Observation data (J2000 epoch)
- Constellation: Camelopardalis
- Right ascension: 03^{h} 31.6^{m}
- Declination: +58° 38′
- Mean distance: 3.3 kly (1.0 kpc)
- Radial velocity: +1.6 km/s

Physical characteristics
- Mass: 5.0×10^{3} M_{☉}

= Camelopardalis OB1 =

Group of stars

Camelopardalis OB1 (Cam OB1) is a group of young stars that share a common origin and a similar motion through space, but, as a whole, are no longer gravitationally bound. The name indicates this stellar association is located in the area of the Camelopardalis constellation which includes a number of massive, short-lived OB stars. The association is ~1000 pc distant from the Sun, with members lying between 500 pc and 1500 pc away. It is located on the edge of the local Orion Arm of the Milky Way galaxy and lies outside the traditional Gould Belt.
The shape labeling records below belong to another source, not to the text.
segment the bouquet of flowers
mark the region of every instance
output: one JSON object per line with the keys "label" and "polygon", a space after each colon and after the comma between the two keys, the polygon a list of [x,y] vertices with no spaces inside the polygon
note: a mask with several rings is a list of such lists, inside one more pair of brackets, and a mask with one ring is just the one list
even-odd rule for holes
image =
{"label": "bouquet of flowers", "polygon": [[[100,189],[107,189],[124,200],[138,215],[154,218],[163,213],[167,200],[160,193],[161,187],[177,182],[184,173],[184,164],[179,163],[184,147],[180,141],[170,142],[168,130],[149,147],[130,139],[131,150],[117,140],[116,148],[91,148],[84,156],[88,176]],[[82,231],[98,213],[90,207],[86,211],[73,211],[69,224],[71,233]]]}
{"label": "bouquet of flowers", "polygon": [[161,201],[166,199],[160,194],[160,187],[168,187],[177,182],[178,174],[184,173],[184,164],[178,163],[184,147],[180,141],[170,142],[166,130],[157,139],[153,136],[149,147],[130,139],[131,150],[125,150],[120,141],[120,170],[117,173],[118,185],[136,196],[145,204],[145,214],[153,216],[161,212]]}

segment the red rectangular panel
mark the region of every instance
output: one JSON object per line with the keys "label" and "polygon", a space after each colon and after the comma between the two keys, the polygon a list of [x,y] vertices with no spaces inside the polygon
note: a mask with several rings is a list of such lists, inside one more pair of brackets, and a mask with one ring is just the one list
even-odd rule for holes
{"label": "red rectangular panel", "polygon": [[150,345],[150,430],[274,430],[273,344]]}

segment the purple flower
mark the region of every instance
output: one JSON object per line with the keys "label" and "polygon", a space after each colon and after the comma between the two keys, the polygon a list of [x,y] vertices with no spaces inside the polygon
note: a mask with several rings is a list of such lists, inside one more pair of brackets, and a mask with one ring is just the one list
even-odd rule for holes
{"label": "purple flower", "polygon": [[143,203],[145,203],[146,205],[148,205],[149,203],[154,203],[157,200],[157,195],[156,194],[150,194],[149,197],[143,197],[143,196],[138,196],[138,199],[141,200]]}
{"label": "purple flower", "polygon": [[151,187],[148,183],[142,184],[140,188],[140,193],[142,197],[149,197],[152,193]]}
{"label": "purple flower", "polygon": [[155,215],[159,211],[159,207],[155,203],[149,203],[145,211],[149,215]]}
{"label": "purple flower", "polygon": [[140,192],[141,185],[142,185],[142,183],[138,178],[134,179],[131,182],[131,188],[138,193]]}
The member stars were first classified as an association by Georg (Jiří) Alter, B. Y. Israel, and Jaroslav Ruprecht in 1966. The open cluster NGC 1502 is considered a member of Cam OB1. A second cluster in Cam OB1, G144.9+0.4, was identified in 2010 with 91 OB candidate stars. Excluding these clusters, two O-type and 35 B-type stars have been identified as members. Stars have been forming in the region of this association for the last 100 million years, and star formation is still in progress. It has a combined mass of ~5,000 times the mass of the Sun.